Uma reportagem de viés pró-governo foi muito além. O texto afirmou que Cerimedo teria sido preso “acusado de mandar matar a própria esposa” e que uma investigação já apontaria a contratação de criminosos. A versão contém inconsistências relevantes: identifica a vítima como Natalia Belén Basil e chama o episódio de homicídio, embora também informe que ela foi hospitalizada. Outras fontes identificam a mulher como Nadia Beller, ex-namorada de Cerimedo, que sobreviveu e passou por cirurgia.
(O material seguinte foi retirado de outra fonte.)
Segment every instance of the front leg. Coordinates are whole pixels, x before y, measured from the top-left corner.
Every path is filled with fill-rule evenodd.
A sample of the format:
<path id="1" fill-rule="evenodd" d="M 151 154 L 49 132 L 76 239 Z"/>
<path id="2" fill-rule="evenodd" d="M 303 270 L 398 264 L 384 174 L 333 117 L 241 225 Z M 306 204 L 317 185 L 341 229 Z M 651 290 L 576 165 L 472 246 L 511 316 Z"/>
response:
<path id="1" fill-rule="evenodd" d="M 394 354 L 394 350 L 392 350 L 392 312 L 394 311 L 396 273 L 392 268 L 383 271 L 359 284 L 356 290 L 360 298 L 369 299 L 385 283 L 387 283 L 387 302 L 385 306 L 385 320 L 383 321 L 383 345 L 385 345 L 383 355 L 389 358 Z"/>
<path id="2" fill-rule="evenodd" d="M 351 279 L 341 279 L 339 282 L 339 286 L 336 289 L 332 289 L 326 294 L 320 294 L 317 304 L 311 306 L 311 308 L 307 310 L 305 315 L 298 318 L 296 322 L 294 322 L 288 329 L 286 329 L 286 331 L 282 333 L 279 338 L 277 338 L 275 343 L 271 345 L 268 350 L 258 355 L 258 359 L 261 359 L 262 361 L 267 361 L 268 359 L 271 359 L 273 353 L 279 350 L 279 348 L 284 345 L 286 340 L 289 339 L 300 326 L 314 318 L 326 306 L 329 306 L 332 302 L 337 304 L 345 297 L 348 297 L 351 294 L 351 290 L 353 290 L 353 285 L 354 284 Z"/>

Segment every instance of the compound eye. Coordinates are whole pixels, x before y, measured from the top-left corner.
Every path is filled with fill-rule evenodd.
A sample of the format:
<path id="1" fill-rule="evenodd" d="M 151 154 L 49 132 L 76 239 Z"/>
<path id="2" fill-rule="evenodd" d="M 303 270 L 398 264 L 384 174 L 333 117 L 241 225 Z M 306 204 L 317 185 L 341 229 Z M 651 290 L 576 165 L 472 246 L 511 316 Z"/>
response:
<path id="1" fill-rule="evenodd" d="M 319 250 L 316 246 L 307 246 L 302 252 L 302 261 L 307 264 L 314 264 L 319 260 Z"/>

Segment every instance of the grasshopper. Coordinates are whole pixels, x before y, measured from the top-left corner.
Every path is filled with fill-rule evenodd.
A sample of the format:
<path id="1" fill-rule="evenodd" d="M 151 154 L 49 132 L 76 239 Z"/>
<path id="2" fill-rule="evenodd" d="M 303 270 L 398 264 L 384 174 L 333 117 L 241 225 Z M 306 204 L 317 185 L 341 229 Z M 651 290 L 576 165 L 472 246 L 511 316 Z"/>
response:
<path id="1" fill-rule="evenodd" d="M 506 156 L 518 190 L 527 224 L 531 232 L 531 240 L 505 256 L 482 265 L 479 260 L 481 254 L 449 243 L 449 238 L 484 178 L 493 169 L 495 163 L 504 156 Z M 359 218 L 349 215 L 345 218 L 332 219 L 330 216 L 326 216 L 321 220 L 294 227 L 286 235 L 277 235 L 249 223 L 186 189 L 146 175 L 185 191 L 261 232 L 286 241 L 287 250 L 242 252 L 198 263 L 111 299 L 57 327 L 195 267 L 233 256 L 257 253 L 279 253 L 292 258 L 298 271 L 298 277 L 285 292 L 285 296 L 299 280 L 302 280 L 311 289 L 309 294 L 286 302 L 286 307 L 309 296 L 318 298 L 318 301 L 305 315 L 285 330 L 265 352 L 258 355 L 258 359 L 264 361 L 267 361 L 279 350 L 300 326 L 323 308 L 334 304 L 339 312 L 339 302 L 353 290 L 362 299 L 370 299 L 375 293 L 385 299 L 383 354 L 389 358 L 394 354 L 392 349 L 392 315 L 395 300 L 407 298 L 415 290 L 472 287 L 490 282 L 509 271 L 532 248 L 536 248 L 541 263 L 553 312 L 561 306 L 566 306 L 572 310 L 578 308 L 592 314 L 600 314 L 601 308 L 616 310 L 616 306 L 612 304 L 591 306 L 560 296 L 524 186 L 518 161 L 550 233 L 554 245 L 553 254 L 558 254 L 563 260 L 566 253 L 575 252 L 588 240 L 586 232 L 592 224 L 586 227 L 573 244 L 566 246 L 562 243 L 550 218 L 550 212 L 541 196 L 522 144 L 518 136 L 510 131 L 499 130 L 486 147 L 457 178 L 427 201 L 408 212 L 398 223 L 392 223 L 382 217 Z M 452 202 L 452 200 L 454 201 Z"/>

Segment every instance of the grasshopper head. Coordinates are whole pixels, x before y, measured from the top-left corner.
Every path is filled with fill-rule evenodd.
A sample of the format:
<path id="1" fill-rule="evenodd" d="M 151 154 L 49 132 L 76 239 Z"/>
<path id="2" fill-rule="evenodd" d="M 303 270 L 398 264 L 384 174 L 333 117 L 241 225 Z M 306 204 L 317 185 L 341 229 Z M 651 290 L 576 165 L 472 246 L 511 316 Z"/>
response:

Outra cobertura do mesmo campo político foi mais comedida. Ela descreveu Cerimedo como suspeito e informou que Gómez ainda investigava se ele seria um dos dois homens filmados no local do crime. Imagens mostram dois indivíduos vestidos como entregadores; um deles dispara contra a vítima, e ambos fogem após roubar uma motocicleta.

A defesa de Cerimedo ainda não havia comentado a detenção. Em julho, ele negara relatos anteriores de violência doméstica, dizendo que “tal fato jamais ocorreu” e que não existiam denúncia, mandado ou investigação. Já o governo boliviano pediu uma apuração “séria e aprofundada” e ressaltou que ninguém está acima da lei — posição que reforça a gravidade do caso, mas não antecipa sua conclusão.